It was at this point that, she says, Elvis, his wife and a friend hid behind one of the shacks.
“These men came in and searched us and beat us up. No one was spared. They even got in one of the shacks and they were about to open the gas stove and burn everyone to death but they saw a little baby and they stopped. And as they were about to leave, they noticed Elvis, his wife and the other guy behind the shack. Elvis and this guy tried to run away, up the street and all I could hear was Vimba, Vimba (meaning a block).”
And then they were both caught. “They beat them up and brought them back here,” she explains.
Demand for money
There was a glimmer of hope that Elvis and his friend would be let go when the attackers started demanding money from the family to let the two victims go.
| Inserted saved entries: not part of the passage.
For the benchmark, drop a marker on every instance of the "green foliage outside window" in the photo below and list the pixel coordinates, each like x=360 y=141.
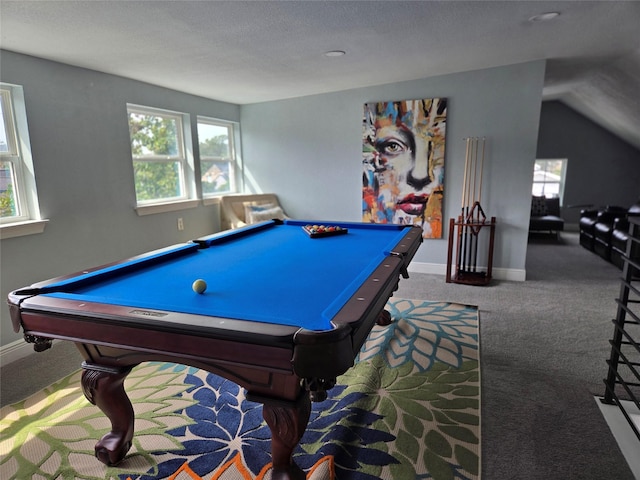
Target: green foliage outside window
x=7 y=205
x=157 y=180
x=154 y=145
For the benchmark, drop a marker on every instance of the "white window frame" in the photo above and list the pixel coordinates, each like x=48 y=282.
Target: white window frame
x=560 y=182
x=184 y=158
x=28 y=220
x=232 y=160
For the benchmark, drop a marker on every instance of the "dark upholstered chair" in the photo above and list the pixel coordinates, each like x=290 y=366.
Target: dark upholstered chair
x=620 y=234
x=588 y=219
x=603 y=230
x=545 y=215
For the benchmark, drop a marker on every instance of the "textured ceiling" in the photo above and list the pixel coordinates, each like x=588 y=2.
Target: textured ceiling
x=247 y=52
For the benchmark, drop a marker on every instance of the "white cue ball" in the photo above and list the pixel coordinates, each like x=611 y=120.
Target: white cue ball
x=199 y=286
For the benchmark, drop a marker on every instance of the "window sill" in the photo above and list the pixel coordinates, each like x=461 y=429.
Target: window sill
x=211 y=200
x=21 y=229
x=142 y=210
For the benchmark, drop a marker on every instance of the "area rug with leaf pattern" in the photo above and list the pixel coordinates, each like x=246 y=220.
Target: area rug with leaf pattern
x=408 y=409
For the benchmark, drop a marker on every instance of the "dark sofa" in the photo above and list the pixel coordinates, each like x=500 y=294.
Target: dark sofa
x=545 y=215
x=605 y=231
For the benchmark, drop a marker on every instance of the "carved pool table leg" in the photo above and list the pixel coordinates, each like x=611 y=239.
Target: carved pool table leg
x=384 y=318
x=287 y=424
x=104 y=387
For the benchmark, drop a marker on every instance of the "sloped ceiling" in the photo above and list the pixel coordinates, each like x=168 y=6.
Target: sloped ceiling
x=247 y=52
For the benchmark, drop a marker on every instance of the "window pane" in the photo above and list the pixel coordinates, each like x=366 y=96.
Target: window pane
x=3 y=132
x=213 y=140
x=154 y=135
x=157 y=180
x=8 y=202
x=548 y=177
x=216 y=177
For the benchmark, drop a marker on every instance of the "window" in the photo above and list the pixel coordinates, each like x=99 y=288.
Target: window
x=217 y=156
x=549 y=177
x=163 y=170
x=18 y=196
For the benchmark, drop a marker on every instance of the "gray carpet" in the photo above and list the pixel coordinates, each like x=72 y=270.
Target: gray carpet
x=544 y=343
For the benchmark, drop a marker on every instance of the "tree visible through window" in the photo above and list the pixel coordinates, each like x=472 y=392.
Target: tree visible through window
x=217 y=156
x=158 y=151
x=18 y=195
x=548 y=177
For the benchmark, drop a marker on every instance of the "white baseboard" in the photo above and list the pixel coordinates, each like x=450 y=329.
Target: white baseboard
x=510 y=274
x=15 y=351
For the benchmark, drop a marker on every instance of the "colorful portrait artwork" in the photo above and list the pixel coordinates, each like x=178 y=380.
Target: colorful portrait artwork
x=403 y=147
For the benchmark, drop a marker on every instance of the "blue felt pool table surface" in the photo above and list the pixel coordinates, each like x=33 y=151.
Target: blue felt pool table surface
x=273 y=273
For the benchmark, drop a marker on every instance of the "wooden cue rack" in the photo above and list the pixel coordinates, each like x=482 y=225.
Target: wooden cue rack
x=467 y=238
x=471 y=223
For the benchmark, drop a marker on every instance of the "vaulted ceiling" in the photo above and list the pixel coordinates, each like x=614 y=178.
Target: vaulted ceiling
x=255 y=51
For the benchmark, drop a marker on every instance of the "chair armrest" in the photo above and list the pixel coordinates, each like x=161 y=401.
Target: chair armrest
x=590 y=213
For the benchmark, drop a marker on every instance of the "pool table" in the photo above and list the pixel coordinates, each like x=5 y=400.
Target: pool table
x=284 y=313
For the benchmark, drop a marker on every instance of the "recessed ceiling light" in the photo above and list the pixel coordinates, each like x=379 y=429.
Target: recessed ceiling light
x=544 y=17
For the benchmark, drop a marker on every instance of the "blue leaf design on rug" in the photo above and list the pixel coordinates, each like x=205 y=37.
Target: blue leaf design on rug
x=409 y=408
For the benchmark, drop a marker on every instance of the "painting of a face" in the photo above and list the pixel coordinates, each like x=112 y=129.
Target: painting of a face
x=403 y=163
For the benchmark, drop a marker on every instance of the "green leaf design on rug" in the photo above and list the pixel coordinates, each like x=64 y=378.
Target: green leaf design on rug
x=64 y=428
x=428 y=412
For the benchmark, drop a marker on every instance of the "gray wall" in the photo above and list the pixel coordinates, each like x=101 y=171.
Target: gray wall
x=82 y=158
x=602 y=169
x=309 y=150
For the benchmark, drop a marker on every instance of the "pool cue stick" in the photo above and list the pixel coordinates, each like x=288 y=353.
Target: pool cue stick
x=478 y=203
x=473 y=244
x=467 y=232
x=463 y=244
x=481 y=170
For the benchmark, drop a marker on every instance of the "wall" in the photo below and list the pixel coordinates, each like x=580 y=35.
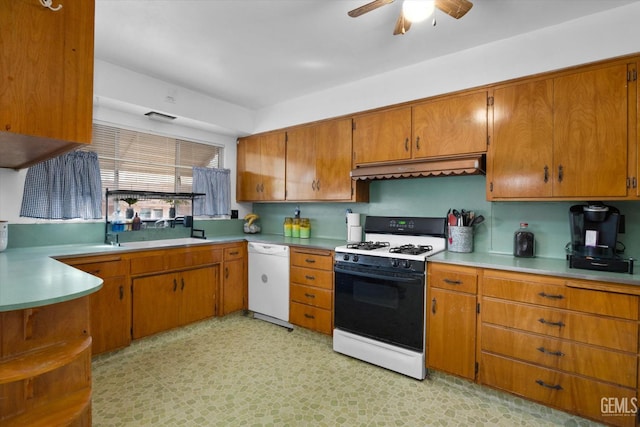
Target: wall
x=549 y=221
x=122 y=95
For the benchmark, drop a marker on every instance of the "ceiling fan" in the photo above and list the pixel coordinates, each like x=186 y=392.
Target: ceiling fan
x=454 y=8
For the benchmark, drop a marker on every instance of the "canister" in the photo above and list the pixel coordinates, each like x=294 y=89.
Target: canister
x=295 y=227
x=288 y=223
x=305 y=228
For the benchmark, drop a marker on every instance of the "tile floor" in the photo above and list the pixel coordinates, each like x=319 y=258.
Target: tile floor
x=236 y=371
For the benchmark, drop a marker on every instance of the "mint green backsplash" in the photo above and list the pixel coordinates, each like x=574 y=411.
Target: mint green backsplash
x=549 y=221
x=25 y=235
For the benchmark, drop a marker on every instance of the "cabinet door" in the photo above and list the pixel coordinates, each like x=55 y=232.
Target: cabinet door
x=590 y=133
x=47 y=86
x=248 y=168
x=450 y=126
x=197 y=294
x=272 y=166
x=333 y=150
x=521 y=152
x=382 y=137
x=156 y=304
x=301 y=163
x=233 y=287
x=111 y=315
x=451 y=325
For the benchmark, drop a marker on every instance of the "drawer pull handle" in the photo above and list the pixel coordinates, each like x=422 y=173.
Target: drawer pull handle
x=552 y=296
x=552 y=353
x=553 y=387
x=546 y=322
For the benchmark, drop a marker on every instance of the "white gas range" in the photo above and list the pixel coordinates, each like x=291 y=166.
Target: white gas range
x=380 y=291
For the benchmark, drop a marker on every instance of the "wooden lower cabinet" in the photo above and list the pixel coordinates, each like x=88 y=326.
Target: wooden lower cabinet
x=311 y=289
x=166 y=301
x=111 y=305
x=572 y=348
x=451 y=319
x=233 y=283
x=45 y=365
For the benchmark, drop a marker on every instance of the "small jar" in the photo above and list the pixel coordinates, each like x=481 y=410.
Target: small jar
x=523 y=242
x=288 y=225
x=305 y=228
x=295 y=227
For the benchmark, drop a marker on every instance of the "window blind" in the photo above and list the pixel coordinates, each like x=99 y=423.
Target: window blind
x=132 y=160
“They asked for money and we were ready to give them everything we had and then they said they want R300. But we had R50 and they got angry and tied Elvis up and dragged him down the road like a dog,” she recollects hopelessly.
However, another opportunity for Elvis’s survival came when blue lights from a police van emerged from down the main road where they had dragged him.
“The police came, but these guys hid him from the police. Obviously, he no longer had a voice to scream at that time. And I think everyone was scared to ask the police for help,” she laments.
“Immediately after the police passed, they started pouring petrol on him and they set him alight.”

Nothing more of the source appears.